The six Collins class submarines were the first Australian-built submarines, and the most expensive ships to have been built in Australia. The Collins class submarines were built by the Australian Submarine Corporation at Adelaide, South Australia and entered service between 1996 and 2003 following extensive trials and modifications to the early boats in the class. The dedicated trials and submarine rescue ship HMAS Protector supported these trials between 1992 and 1998. Tests conducted on HMAS Collins after she was provisionally commissioned in 1996 revealed serious shortcomings in the submarine's performance, including excessive hull noise and an ineffective combat system. These problems were subsequently rectified. The second boat commissioned was Farncomb (1998) followed by Waller (1999), Dechaineux (2001), Sheean (2001) and Rankin (2003). The Collins class submarines currently rank among the most effective conventional submarines in the world.[21]

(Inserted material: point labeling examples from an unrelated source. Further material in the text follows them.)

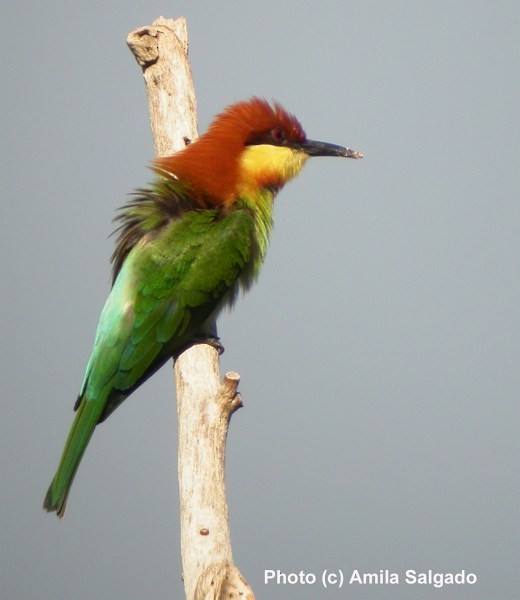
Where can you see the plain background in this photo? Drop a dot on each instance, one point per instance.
(379, 350)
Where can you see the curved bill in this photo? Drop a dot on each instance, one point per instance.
(314, 148)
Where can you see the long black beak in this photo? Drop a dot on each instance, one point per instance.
(314, 148)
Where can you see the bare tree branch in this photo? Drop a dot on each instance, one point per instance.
(204, 405)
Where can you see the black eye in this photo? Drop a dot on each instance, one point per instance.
(278, 135)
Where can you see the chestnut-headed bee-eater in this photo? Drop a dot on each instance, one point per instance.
(187, 244)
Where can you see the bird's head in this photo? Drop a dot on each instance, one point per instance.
(250, 146)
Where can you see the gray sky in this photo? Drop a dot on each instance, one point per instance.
(378, 351)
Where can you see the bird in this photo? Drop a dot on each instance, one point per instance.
(186, 245)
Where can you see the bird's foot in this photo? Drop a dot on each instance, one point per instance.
(210, 339)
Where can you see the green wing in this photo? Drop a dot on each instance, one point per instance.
(170, 283)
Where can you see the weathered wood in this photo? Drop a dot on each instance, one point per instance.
(204, 405)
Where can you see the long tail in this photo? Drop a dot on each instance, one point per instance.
(85, 421)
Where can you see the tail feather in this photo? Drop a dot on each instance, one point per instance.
(85, 421)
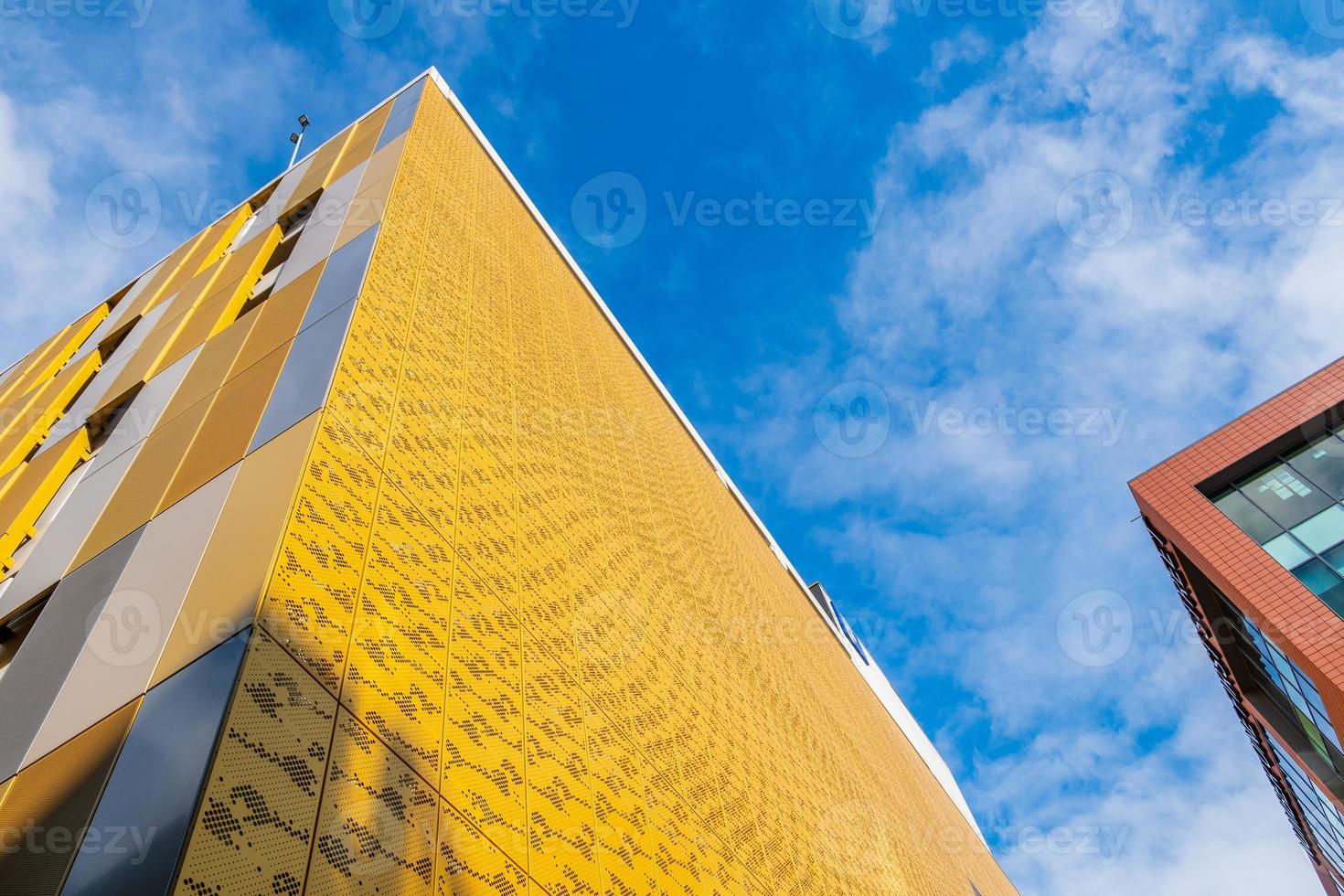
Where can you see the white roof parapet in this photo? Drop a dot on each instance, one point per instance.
(871, 673)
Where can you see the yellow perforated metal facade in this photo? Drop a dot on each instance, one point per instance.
(517, 635)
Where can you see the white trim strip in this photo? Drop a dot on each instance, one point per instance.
(877, 681)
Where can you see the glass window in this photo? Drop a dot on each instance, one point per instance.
(1335, 557)
(1317, 577)
(1321, 816)
(1287, 551)
(306, 377)
(1323, 531)
(1323, 464)
(156, 781)
(402, 114)
(1250, 518)
(1285, 496)
(345, 275)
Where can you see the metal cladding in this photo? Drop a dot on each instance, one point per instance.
(365, 488)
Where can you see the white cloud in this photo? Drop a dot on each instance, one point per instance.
(972, 297)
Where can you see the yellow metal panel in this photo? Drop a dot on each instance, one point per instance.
(468, 864)
(177, 272)
(229, 584)
(394, 681)
(51, 357)
(251, 260)
(379, 821)
(319, 174)
(140, 492)
(362, 143)
(483, 735)
(169, 277)
(210, 369)
(279, 317)
(562, 824)
(48, 403)
(15, 380)
(311, 600)
(368, 208)
(140, 367)
(492, 438)
(31, 492)
(217, 242)
(48, 806)
(228, 430)
(254, 829)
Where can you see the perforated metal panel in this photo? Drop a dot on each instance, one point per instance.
(515, 635)
(311, 601)
(379, 821)
(254, 829)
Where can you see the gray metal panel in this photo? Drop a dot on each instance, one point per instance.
(103, 380)
(119, 314)
(269, 214)
(306, 377)
(97, 336)
(343, 277)
(403, 113)
(48, 517)
(129, 635)
(46, 657)
(60, 541)
(315, 243)
(156, 781)
(145, 411)
(335, 197)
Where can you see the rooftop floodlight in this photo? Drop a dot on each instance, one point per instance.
(297, 139)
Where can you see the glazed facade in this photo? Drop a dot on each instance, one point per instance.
(1250, 526)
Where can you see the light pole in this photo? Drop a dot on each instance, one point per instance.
(297, 139)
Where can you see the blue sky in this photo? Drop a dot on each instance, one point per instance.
(933, 277)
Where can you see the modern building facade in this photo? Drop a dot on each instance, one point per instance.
(352, 549)
(1250, 526)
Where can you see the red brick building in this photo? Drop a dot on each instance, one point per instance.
(1250, 524)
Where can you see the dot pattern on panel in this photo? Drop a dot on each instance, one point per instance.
(568, 660)
(256, 821)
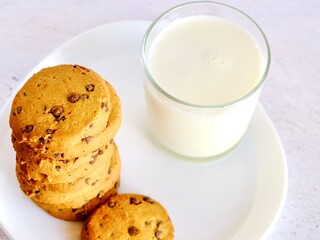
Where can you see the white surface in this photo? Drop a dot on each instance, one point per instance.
(29, 30)
(241, 194)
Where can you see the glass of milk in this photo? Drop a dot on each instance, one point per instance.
(205, 64)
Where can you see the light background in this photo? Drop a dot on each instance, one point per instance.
(30, 30)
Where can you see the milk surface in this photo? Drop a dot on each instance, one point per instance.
(205, 60)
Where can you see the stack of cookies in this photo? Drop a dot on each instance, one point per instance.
(63, 122)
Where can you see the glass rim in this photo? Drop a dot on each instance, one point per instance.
(203, 106)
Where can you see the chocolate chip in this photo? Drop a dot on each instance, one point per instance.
(111, 204)
(84, 96)
(100, 194)
(133, 231)
(73, 97)
(87, 180)
(90, 87)
(58, 155)
(19, 109)
(62, 118)
(148, 199)
(158, 234)
(50, 131)
(28, 129)
(105, 106)
(135, 201)
(56, 111)
(147, 223)
(94, 183)
(82, 215)
(87, 139)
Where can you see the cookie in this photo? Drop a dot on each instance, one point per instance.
(67, 199)
(82, 146)
(129, 216)
(60, 106)
(65, 171)
(79, 214)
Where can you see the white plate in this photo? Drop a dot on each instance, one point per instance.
(238, 196)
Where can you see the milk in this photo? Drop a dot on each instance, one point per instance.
(200, 66)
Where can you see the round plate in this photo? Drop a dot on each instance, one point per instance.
(237, 196)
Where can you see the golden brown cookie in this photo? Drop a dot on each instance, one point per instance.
(73, 199)
(79, 214)
(65, 171)
(81, 147)
(60, 106)
(129, 216)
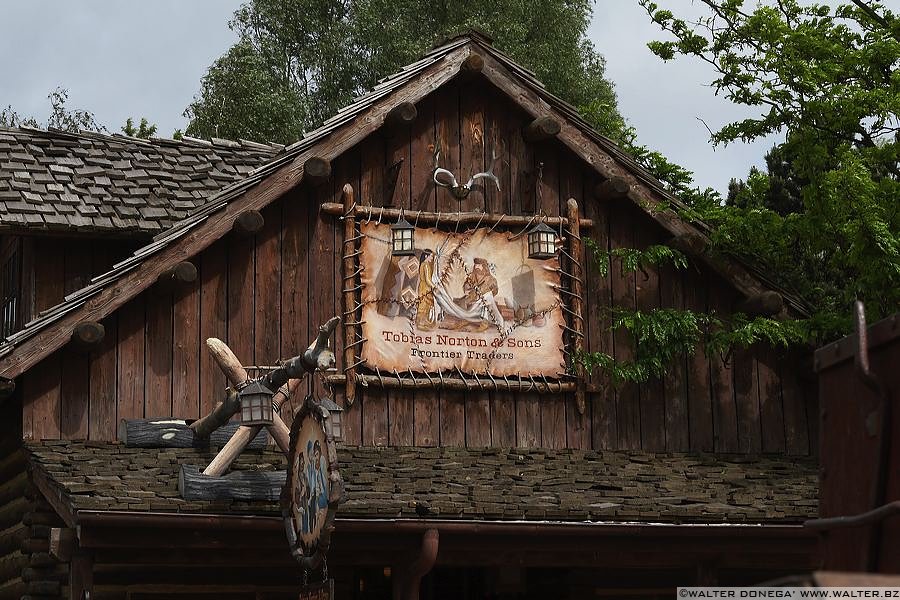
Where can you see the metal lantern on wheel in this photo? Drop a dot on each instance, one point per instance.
(541, 242)
(402, 238)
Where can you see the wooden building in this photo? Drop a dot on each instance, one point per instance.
(701, 477)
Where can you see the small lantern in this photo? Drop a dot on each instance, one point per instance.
(402, 241)
(333, 425)
(541, 242)
(256, 404)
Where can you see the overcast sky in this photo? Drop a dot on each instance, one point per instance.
(128, 58)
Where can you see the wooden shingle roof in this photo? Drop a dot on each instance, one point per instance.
(530, 484)
(90, 182)
(348, 127)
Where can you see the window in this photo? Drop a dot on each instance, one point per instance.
(10, 286)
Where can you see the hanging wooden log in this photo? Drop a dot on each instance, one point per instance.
(349, 297)
(232, 449)
(176, 433)
(472, 64)
(219, 416)
(183, 272)
(87, 335)
(614, 188)
(542, 128)
(238, 485)
(691, 244)
(576, 301)
(404, 114)
(449, 219)
(317, 170)
(248, 223)
(764, 304)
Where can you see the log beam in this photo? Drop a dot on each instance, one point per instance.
(542, 128)
(317, 170)
(248, 223)
(615, 188)
(463, 385)
(239, 485)
(87, 335)
(402, 115)
(176, 433)
(449, 219)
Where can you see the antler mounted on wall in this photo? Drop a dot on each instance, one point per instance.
(445, 178)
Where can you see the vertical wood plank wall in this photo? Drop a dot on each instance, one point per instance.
(266, 295)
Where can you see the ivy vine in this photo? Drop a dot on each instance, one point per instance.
(660, 336)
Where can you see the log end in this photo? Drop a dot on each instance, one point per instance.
(764, 304)
(474, 63)
(183, 272)
(7, 387)
(88, 334)
(404, 113)
(612, 189)
(249, 222)
(542, 128)
(317, 170)
(691, 244)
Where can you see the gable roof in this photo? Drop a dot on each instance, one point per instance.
(349, 126)
(91, 182)
(530, 484)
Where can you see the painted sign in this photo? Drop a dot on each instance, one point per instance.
(313, 488)
(471, 301)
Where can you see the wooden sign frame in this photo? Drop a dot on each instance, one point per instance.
(310, 556)
(571, 291)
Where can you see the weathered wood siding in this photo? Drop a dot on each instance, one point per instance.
(266, 294)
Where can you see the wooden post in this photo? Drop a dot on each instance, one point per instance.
(317, 170)
(248, 222)
(81, 575)
(349, 297)
(542, 128)
(577, 302)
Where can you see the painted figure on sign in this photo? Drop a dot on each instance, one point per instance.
(312, 478)
(426, 311)
(481, 290)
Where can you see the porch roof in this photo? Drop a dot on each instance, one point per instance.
(485, 484)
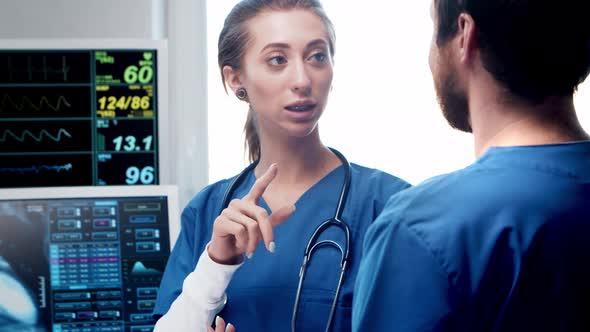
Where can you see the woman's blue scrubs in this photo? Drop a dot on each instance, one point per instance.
(261, 294)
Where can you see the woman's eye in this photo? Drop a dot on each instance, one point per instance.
(319, 57)
(277, 60)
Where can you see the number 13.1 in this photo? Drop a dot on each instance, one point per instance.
(130, 146)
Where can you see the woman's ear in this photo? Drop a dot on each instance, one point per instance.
(232, 78)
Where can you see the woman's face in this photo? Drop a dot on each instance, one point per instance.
(287, 71)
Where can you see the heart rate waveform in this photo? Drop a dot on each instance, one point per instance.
(140, 269)
(44, 67)
(45, 170)
(45, 136)
(45, 102)
(37, 169)
(7, 102)
(143, 269)
(42, 135)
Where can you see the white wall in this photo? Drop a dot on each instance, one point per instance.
(382, 111)
(75, 19)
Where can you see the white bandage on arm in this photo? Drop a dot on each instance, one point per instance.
(202, 297)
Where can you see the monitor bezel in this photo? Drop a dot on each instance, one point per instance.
(161, 47)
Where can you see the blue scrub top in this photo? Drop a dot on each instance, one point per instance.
(261, 294)
(503, 245)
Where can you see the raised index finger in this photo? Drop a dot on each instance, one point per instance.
(261, 184)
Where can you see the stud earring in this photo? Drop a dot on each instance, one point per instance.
(241, 94)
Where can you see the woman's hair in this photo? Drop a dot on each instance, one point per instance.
(233, 40)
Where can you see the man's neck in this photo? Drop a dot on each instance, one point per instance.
(497, 121)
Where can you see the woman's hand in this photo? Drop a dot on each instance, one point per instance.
(243, 224)
(220, 326)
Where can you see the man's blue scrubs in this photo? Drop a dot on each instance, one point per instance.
(502, 245)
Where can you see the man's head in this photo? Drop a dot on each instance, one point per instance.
(532, 49)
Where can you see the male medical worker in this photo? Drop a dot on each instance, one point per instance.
(504, 244)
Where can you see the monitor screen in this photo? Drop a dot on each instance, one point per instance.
(83, 259)
(73, 117)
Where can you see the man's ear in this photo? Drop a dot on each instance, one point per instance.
(232, 78)
(467, 40)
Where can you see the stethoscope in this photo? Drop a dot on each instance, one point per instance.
(313, 244)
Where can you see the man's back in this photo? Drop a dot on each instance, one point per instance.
(503, 245)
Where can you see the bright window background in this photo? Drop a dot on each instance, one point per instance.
(382, 112)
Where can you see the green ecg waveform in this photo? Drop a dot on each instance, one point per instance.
(38, 138)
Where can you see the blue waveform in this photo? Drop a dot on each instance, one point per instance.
(38, 138)
(26, 103)
(37, 169)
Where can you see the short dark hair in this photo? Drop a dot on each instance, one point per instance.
(535, 48)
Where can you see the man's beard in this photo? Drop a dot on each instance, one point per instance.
(451, 99)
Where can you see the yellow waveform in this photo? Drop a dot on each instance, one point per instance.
(26, 103)
(38, 138)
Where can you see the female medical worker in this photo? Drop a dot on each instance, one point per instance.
(277, 56)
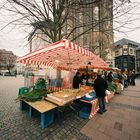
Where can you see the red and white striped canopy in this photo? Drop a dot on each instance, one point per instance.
(63, 55)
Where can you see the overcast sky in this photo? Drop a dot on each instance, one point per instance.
(15, 41)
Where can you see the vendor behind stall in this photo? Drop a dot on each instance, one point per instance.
(76, 80)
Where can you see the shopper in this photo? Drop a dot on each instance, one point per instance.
(76, 80)
(100, 86)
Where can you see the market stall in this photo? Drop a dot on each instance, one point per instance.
(63, 55)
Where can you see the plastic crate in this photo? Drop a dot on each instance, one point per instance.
(23, 90)
(85, 112)
(49, 118)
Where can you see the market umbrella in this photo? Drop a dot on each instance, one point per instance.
(63, 55)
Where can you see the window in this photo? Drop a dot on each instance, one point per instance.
(131, 51)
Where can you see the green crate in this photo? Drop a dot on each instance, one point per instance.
(23, 90)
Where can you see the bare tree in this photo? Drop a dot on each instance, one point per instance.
(57, 19)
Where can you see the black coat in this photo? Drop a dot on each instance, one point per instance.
(100, 86)
(76, 81)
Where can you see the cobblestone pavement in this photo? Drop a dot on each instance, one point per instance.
(16, 124)
(122, 119)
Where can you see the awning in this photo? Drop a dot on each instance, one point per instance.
(63, 55)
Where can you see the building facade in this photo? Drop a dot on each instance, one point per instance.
(98, 36)
(7, 60)
(138, 60)
(125, 54)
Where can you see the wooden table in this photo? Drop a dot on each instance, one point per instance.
(94, 107)
(45, 108)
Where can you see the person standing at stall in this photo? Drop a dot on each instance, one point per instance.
(100, 86)
(77, 80)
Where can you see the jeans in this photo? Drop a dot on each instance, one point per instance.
(101, 101)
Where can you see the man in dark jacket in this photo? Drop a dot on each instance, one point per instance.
(100, 86)
(76, 80)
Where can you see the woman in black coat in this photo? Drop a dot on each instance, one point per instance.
(100, 86)
(77, 80)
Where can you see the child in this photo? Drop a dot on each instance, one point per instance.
(120, 87)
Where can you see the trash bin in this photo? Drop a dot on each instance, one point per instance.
(23, 90)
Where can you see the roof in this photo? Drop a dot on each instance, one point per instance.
(126, 41)
(138, 48)
(63, 55)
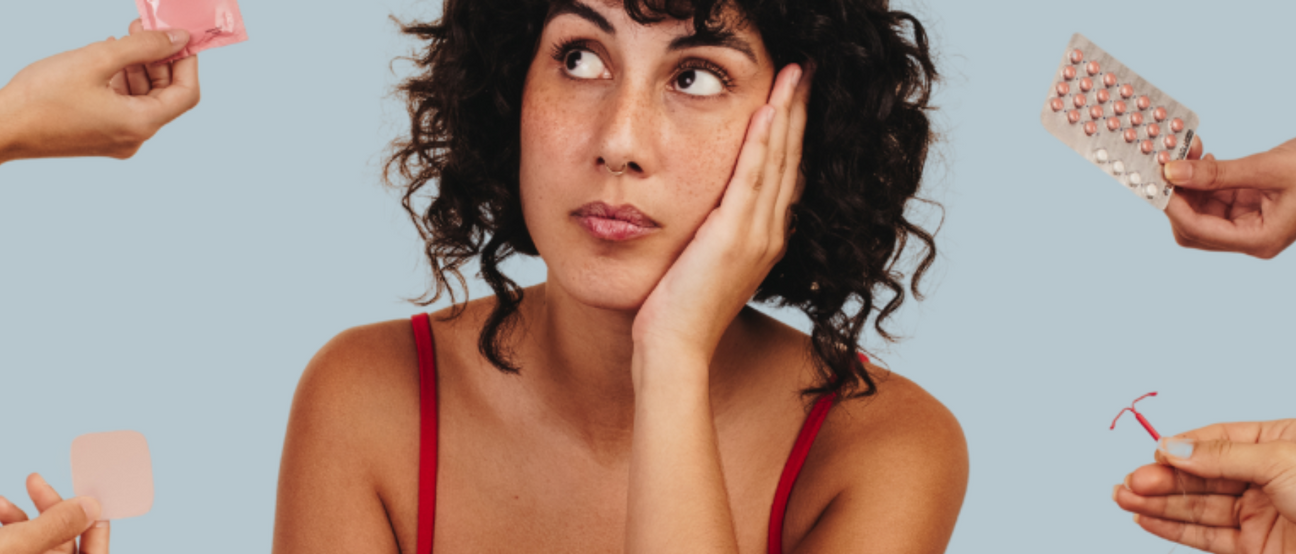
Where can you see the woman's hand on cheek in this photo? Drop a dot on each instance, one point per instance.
(741, 239)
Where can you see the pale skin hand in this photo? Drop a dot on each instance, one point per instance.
(57, 527)
(105, 99)
(1244, 205)
(677, 487)
(1235, 493)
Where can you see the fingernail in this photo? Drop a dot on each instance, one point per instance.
(1178, 171)
(91, 507)
(1178, 448)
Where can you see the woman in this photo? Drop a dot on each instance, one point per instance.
(651, 153)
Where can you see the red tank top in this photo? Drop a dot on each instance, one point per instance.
(428, 445)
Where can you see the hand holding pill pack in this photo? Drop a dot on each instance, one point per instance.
(211, 24)
(1116, 120)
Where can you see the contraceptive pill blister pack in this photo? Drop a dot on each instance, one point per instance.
(1117, 121)
(211, 24)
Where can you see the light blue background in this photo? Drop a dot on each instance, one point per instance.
(182, 292)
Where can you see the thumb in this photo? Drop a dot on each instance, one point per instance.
(58, 524)
(143, 48)
(1211, 174)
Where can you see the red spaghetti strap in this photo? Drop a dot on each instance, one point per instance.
(800, 450)
(427, 431)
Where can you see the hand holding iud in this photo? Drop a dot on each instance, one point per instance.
(211, 24)
(1141, 418)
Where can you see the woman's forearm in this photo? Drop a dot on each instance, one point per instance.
(678, 501)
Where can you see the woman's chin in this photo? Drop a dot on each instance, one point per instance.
(617, 291)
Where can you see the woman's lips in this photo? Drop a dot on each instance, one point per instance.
(614, 222)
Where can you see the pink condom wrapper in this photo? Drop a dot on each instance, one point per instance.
(211, 24)
(115, 469)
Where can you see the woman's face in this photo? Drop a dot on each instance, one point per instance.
(607, 95)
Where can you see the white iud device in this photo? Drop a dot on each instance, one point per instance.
(1116, 120)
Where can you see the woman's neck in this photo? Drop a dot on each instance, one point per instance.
(578, 363)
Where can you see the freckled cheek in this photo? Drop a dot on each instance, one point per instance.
(703, 160)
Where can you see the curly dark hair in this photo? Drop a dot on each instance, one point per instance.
(866, 143)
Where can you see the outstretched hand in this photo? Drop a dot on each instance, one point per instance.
(57, 527)
(741, 239)
(1226, 488)
(1244, 205)
(105, 99)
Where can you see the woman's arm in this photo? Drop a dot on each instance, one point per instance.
(891, 470)
(100, 100)
(347, 414)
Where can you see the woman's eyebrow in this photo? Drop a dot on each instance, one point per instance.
(723, 39)
(583, 12)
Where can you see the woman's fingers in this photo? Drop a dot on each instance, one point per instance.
(55, 529)
(95, 540)
(1213, 510)
(1211, 539)
(9, 513)
(42, 493)
(1161, 480)
(158, 74)
(182, 94)
(780, 97)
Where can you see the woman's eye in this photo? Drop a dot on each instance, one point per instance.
(583, 64)
(699, 82)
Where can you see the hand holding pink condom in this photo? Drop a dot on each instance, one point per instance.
(211, 24)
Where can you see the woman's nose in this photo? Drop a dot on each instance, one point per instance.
(627, 131)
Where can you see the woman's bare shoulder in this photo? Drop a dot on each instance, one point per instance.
(888, 470)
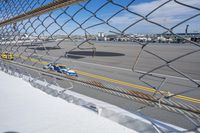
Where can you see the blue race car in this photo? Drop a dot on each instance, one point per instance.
(61, 68)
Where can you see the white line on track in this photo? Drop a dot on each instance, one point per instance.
(125, 69)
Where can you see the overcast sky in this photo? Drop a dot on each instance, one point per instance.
(168, 15)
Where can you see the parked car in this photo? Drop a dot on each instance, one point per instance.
(7, 56)
(61, 68)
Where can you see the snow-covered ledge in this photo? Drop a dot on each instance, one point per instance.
(129, 120)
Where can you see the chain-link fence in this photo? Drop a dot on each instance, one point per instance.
(145, 51)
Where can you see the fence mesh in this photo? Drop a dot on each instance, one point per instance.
(154, 44)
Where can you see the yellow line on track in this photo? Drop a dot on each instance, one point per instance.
(194, 100)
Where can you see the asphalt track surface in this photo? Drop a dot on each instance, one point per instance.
(113, 62)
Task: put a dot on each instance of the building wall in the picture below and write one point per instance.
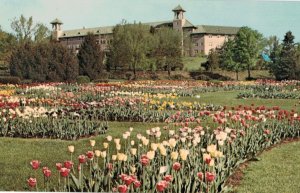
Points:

Like the Oberon class, the Collins-class submarines have conducted surveillance patrols. In 1999, it was reported that Waller and a second boat operated in support of the International Force for East Timor (INTERFET) providing escorts for transport ships, monitoring Indonesian communications, inserting special forces and had been collecting intelligence on East Timor for months.[22][23] A submarine, possibly Waller, reportedly inserted Navy clearance divers into the Oecussi Enclave to conduct a covert beach reconnaissance ahead of an amphibious landing on 22 October 1999.[24] Two boats Collins and Dechaineux received the special forces upgrade providing the capability whilst submerged to release several swimmers and for their reentry, filling a capability gap the former Oberon-class boat Onslow had provided.[25] While the Collins class submarines' performance has improved over time, their maximum diving depth was permanently reduced following the near-loss of Dechaineux when a pipe burst during a practice dive in February 2003.[26]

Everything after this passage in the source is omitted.